After busy summer CBMR looks to prepare for winter ski season

Adventure Park, Bike Park use up over last year

By Alissa Johnson

The number of tourists in the north end of the valley is noticeably smaller than just a couple of weeks ago. School is right around the corner, and on the mountain, preparations are under way for winter. But there’s still time to make the most of summer at Crested Butte Mountain Resort (CBMR), where summer visitation at both the Evolution Bike Park and the Adventure Park was up over last year.

According to Erica Mueller, director of innovations and relations at CBMR, Adventure Park visitation is up 16 percent year over year (to date), and Evolution Bike Park visitation is up 10 percent. In addition, the number of scans for the bike park is up 13 percent. That’s promising for the resort, Mueller said, particularly given the community’s interest in mountain biking.

“[That] means riders are taking more laps each day they come out. This is something we have been focused on for the bike park to increase our attractiveness—building more trail to keep people riding longer and getting a full day out of their experience,” Mueller explained.

While summer activities like the Live! From Mt. Crested Butte concert series and Wednesday twilight lift rides are finished for the season, it’s not too late to enjoy summer on the mountain. Friday evening lift rides, which run through 7 p.m. for $7, will run through September 11.

The Evolution Bike Park, Adventure Park and other resort activities will be open daily until September 13, re-opening Friday through Sunday the weekends of September 18-20 and September 25-27. When the lifts stop running, trails will still be open to ride, but Mueller pointed out that mountain operations may be out at any time, prepping for the winter season. Riding will be at the rider’s own risk.

“Winter is on the horizon for us. We are fewer than 100 days until opening, so until opening day everyone on the team is doing their part to prepare for another awesome season,” Mueller said.

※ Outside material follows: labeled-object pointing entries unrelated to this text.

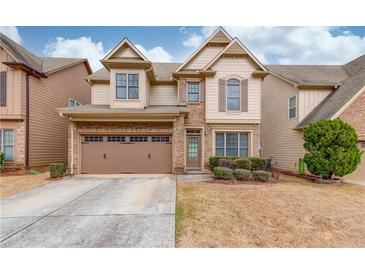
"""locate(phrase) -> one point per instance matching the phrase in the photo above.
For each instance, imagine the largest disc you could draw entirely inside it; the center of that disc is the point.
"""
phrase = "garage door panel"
(113, 157)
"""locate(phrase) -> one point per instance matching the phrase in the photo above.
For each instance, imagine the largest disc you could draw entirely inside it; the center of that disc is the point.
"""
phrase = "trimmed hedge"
(213, 161)
(57, 170)
(261, 175)
(243, 163)
(226, 163)
(242, 174)
(223, 173)
(2, 159)
(257, 163)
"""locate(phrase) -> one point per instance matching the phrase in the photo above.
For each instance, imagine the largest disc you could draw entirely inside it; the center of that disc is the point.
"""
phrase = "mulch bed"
(237, 182)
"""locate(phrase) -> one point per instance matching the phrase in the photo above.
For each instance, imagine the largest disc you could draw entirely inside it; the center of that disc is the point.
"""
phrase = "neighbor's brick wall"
(355, 114)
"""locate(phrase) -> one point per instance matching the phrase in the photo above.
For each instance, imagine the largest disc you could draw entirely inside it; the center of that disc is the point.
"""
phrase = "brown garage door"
(111, 154)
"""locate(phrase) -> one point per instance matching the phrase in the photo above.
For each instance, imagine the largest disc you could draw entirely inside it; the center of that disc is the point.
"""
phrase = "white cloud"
(82, 47)
(296, 45)
(12, 33)
(156, 54)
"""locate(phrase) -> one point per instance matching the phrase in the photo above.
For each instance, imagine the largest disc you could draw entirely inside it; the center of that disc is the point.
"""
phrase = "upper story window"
(292, 107)
(127, 86)
(233, 94)
(193, 92)
(73, 103)
(3, 89)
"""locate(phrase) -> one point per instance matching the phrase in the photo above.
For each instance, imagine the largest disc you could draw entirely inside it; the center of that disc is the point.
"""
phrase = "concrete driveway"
(92, 212)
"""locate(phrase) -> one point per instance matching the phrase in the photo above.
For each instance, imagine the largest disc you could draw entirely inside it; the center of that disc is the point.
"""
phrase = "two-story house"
(31, 88)
(148, 117)
(293, 96)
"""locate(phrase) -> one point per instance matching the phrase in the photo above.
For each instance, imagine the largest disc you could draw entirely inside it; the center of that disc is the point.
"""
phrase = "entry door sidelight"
(193, 152)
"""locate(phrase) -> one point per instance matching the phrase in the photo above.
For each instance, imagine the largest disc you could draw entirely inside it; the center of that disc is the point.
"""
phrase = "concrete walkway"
(86, 211)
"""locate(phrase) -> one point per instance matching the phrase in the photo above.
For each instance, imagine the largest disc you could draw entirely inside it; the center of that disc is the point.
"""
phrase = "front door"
(193, 159)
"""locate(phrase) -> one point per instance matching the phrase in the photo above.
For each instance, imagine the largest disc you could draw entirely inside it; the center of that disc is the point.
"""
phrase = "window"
(231, 144)
(116, 139)
(7, 143)
(93, 138)
(127, 86)
(292, 108)
(160, 139)
(73, 103)
(135, 139)
(193, 92)
(2, 88)
(233, 94)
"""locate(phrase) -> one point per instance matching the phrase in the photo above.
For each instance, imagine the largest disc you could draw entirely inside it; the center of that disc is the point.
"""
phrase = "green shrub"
(331, 147)
(223, 173)
(213, 161)
(243, 163)
(261, 175)
(242, 174)
(258, 163)
(2, 160)
(226, 163)
(57, 170)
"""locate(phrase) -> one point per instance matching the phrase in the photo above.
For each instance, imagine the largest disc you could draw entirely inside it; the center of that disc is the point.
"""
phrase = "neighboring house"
(148, 117)
(296, 95)
(32, 133)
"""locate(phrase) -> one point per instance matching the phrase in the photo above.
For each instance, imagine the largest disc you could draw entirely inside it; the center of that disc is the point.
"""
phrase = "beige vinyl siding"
(14, 78)
(238, 68)
(128, 103)
(308, 99)
(278, 139)
(203, 57)
(100, 94)
(163, 95)
(48, 131)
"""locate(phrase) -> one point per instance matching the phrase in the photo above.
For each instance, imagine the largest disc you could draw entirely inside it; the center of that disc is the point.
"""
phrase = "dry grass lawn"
(292, 213)
(10, 185)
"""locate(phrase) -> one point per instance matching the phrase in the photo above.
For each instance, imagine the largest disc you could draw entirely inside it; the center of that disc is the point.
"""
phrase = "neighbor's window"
(193, 92)
(2, 88)
(7, 143)
(73, 103)
(233, 94)
(231, 144)
(127, 86)
(292, 108)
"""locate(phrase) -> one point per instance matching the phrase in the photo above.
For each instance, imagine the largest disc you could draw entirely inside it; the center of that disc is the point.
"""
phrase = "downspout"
(26, 145)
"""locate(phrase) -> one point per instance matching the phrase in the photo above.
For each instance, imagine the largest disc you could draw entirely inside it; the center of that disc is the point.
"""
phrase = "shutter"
(202, 91)
(3, 88)
(221, 95)
(182, 92)
(244, 95)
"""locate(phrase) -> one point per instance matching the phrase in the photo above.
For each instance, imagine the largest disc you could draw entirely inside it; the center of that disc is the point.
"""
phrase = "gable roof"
(220, 31)
(348, 81)
(123, 42)
(315, 75)
(163, 72)
(42, 65)
(234, 44)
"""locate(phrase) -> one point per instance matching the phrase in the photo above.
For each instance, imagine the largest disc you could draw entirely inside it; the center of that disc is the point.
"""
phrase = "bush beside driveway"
(291, 213)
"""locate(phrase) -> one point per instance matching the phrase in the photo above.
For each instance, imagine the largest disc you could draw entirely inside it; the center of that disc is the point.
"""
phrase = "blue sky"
(274, 45)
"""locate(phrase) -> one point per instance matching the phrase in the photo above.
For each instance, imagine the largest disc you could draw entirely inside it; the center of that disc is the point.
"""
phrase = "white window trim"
(187, 92)
(239, 96)
(127, 87)
(296, 107)
(2, 130)
(250, 139)
(77, 102)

Staff has already been prepping snow-making equipment and doing some glading off of Bushwacker and toward the Red Lady Lift, and construction crews are finishing up the new Umbrella Bar at Ten Peaks and back-of-house renovations at Uley’s Cabin. (The latter is nothing that will be widely noticeable to the public, Mueller said, but will make operations more efficient with features like storage and walk-in cooler renovations.)

Off the slopes, promotions teams are also working on booking winter guests. Just passed is the first Book Early, Save Big deadline, which gave guests the opportunity to book four or more nights at resort properties and save 30 percent. Mueller says it’s too soon to know how the promotion performed, but visitors can still save 25 percent on four or more nights of lodging if they book their winter vacation by September 15.

Special offers are also available for airfare purchases made prior to September 15, including a $100 airfare credit for visitors who book a direct flight from Los Angeles and up to $150 for those who book a direct flight from Chicago, Dallas, or Houston. To qualify, visitors must also book lodging and lift tickets (full details are available at skicb.com).

And of course, there’s the October 9 deadline to purchase a season pass at its lowest price: $629 for adults, $419 for skiers and riders 70 and over, $315 for kids ages 13 to 17, and $209 for children 7 to 12. For rates for Peak Pass Plus—which includes access to Summer 2016 lift rides, the Adventure Park, tubing and other discounts—visit www.skicb.com/tickets-passes/season-tickets.)

If you need an incentive to get your pass now, when you purchase your Adult or Senior Peak or Peak Pass Plus by August 20, in addition to regular benefits you’ll receive two complimentary Summer 2015 Adventure Tickets good through September 13.

So while there may still be time to get in a few more (or several) good rides on the mountain, it seems it’s not too early to start thinking snow.